13/08/2025

L’éthique numérique : enjeu stratégique ou effet de mode dans les entreprises digitales françaises ?

Pourquoi l’éthique numérique s’impose au cœur des préoccupations

Le numérique redéfinit nos façons de communiquer, de produire, de consommer. Mais il soulève aussi des questions inédites : collecte et exploitation des données, IA générative, surveillance, automatisation des embauches... En parallèle, la société française se montre de plus en plus attentive à la responsabilité numérique des entreprises.
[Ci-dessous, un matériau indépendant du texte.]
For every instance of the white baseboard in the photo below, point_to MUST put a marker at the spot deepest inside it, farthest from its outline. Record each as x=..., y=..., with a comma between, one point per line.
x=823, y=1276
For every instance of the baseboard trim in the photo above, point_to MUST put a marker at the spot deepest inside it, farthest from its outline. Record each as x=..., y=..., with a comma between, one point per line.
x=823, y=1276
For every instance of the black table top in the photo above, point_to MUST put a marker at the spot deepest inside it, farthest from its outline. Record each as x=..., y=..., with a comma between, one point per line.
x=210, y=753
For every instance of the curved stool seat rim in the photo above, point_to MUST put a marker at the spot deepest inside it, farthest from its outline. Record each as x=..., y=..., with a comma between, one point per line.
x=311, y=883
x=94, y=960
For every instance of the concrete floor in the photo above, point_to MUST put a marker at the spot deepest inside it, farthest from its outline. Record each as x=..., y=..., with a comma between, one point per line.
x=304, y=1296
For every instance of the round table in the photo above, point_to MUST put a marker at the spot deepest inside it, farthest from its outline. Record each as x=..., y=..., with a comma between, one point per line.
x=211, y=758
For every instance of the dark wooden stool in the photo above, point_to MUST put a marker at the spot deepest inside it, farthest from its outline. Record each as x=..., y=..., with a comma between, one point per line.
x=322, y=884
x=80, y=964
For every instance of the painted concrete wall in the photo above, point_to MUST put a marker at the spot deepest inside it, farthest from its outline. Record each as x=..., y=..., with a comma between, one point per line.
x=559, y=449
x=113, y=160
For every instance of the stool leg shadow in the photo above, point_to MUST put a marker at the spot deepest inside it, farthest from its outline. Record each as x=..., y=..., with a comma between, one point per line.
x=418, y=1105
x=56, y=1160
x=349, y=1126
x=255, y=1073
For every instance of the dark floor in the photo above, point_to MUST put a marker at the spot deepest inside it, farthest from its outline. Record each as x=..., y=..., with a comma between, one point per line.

Un baromètre IFOP de 2023 indique que 78 % des Français jugent indispensable que les entreprises protègent leurs données personnelles, et plus de la moitié attendent des engagements clairs sur l’usage de l’intelligence artificielle (Source : IFOP, 2023).

  • Protection des données : entre RGPD et attentes croissantes des consommateurs
  • Développement lié à l’IA : automatisation, biais, explicabilité
  • Transparence : sur les algorithmes, la publicité, le tracking
  • Accessibilité : garantir l’accès des sites et apps à tous, y compris les publics fragiles

Dans la foulée du RGPD et de la Loi pour une République numérique, l’éthique se veut synonyme d’équité, de respect et de transparence. Le défi, désormais, n’est plus seulement réglementaire mais aussi sociétal et stratégique.

Du discours à l’action : quelle réalité pour les entreprises digitales françaises ?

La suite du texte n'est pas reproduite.